Happy New Year, <<First Name>>!

I hope you had a relaxing break. I only got a few days off, but it felt a lot longer than that, so I'm ready to get back to work!

And I'm gonna dive right in with Apple and Google. My two favourite troublemakers.

Because it's funny (not funny ha-ha, more like 'oh, look we're all screwed, LOL') how any changes they make impact our lives almost as much as changes in public policy do.

In fact, I'd say they have an even bigger impact!

Because where public policy can take years, all big tech has to do is announce a policy change and watch the world capsize in just a week.

Sometimes the changes are for the better, and sometimes... well, not.

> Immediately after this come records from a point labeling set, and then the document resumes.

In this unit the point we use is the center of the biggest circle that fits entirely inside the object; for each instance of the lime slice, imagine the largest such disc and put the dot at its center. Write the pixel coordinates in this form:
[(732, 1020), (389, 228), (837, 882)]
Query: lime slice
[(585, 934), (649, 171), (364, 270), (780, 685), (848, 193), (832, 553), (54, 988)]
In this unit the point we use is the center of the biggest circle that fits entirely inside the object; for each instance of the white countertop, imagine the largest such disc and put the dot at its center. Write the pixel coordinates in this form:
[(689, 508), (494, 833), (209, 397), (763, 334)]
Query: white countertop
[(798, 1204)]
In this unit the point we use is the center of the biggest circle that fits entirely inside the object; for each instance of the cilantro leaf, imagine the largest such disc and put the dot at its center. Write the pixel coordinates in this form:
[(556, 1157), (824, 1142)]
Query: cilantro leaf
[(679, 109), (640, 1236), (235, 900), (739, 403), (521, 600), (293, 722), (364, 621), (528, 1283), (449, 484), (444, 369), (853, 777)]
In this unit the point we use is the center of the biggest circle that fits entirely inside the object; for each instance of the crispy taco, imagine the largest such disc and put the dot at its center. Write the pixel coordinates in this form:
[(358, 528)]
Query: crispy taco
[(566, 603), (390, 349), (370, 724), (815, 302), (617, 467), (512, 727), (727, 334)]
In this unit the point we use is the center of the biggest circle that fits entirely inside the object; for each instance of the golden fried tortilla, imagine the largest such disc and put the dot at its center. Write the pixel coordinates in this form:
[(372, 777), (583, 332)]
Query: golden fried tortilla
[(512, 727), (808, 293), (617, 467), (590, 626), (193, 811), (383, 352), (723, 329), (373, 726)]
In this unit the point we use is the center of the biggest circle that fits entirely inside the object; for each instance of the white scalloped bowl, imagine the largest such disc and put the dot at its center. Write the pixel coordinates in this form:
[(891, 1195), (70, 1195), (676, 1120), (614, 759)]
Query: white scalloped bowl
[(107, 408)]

They'll fervently tell you they're fighting for the greater good, though.

Like newly turned people's champion Sir Facebook, who rode into battle against Apple, proclaiming it was for the good of the little people.

But as Marilyn Monroe put it, "Sweetie, if you're going to be two-faced, at least make one of them pretty."

So, in the end, whatever big tech does, we're just left to scramble after as best we can.

And this year I'm sure we're going to see a lot more on this particular topic as we begin to face the realities of these changes coming into effect.

2020: The milestone year for privacy. And advertising?

Both Apple and Google have announced major changes to their policies.

Quick recap:
  • Google announced that it will stop supporting the third-party cookie by 2022,
  • and Apple is blocking advertisers from accessing user-data without explicit consent.
Both policy changes are massively disruptive to online advertising.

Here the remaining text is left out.